In a time of unprecedented technological growth and advance, systemic cancer treatment clearly lags behind. This lag is further accentuated by the tremendous surge in survival of osteosarcoma until the 1980's. Our study indicates that this stagnation is not limited to a single outcome measure, but across all outcomes ranging from survival to recurrence.

After noting the problem, our next charge is to find the underlying cause. Given the expense of drug development, trialing, and now even marketing, the relatively low numbers associated with osteosarcoma, especially in relation to visceral malignancy, renders the orphan condition less popular among pharmaceutical companies that have an obligation to shareholders. Furthermore, the lack of profit from cure of disease as opposed to prolongation of disease likely lessens the industry's quest for a cure. Unfortunately, in the current system, economic incentives do not always align with patient wellness incentives. A similar problem was addressed with osteosarcoma in the early 1970's with the touching story of Terry Fox, which highlighted the lack of efforts put into osteosarcoma research and drug development. The patient's story, which became a feature film, helped spawn an unprecedented interest and motivation in curing the disease worldwide. Perhaps efforts to show the public the plights of the often young patients struck with this disease will lead to a second surge in interest. Another potential cause of this lack of progress could be complacency among those who treat sarcomas. While many oncologists have cited the lack of progress in the treatment of non-sarcoma cancers in the past, opponents would cite the survival jump of osteosarcoma as a sign of cancer fighting progress. The idea that osteosarcoma is a bastion of chemotherapeutic advance may have decreased the scientific sense of urgency in finding a cure.

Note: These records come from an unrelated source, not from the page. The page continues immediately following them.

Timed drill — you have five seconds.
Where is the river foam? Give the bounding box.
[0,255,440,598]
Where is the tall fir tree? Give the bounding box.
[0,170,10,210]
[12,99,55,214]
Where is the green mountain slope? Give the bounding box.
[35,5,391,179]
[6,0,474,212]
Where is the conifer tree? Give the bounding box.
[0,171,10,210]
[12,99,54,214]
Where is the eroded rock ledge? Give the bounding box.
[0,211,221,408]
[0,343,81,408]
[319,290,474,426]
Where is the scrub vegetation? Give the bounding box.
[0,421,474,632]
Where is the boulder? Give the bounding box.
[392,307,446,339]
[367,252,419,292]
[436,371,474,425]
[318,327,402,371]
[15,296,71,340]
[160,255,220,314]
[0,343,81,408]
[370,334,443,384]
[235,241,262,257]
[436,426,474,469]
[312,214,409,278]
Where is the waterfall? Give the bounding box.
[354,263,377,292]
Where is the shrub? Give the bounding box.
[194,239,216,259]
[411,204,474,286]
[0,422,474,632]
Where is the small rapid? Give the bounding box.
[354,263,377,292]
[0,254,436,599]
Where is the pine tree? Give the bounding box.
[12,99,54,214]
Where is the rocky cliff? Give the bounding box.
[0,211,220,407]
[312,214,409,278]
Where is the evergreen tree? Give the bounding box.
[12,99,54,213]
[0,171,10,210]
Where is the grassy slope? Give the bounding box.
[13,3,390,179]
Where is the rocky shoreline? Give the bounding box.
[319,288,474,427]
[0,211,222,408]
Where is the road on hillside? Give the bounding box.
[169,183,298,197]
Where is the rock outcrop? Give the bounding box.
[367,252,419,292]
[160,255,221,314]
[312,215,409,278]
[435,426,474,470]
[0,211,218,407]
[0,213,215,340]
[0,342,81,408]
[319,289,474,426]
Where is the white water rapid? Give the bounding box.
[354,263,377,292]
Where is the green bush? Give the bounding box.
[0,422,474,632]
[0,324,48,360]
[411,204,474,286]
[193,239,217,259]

Regardless of the underlying cause, which may be very difficult to ever determine, a change in strategy must be employed if we are to change our results. The paradigm shift from the use of cytotoxic agents to molecularly targeted agents may be a source of positive change. The theory of tumor stem cells explaining tumor behavior is an example of potential fundamental changes in the way we understand these tumors, which lead to fundamental changes in treatment. Using the gains in the treatment of other conditions that gain high level industry attention (e.g., RANK-L inhibitors for skeletally related events in metastatic disease and in osteoporosis) would be another potential area for improvement. Increased media attention in the form of news outlets, publications, or even entertainment forums would direct attention and money to the cause. Empowering academic centers to research, develop, and even market themselves would bring competition into the chemotherapy marketplace and focus on outcome measures and potentials for long-term economic gain in the form of cure that shortsighted companies may not currently see. Increased regulation regarding the use of human subjects in research may be an issue, but the unfortunate, but real number of patients with metastases may serve as a pool for such studies, and thus would be the first to benefit.

5. Conclusions

Our study confirms suspicions about the stagnation of progress in systemic osteosarcoma management in recent decades. Limb salvage rates have continued to improve significantly throughout the modern era to the present day; however, after tremendous improvement in the 1970's, survival measures have failed to demonstrate any further increased since the 1980's. After 30 years of lack of progress, we should reevaluate our treatment paradigms and think along different lines, especially in regard to the current players behind drug and medical technology development as well as our own attitudes toward disease treatment and outcomes we deem appropriate.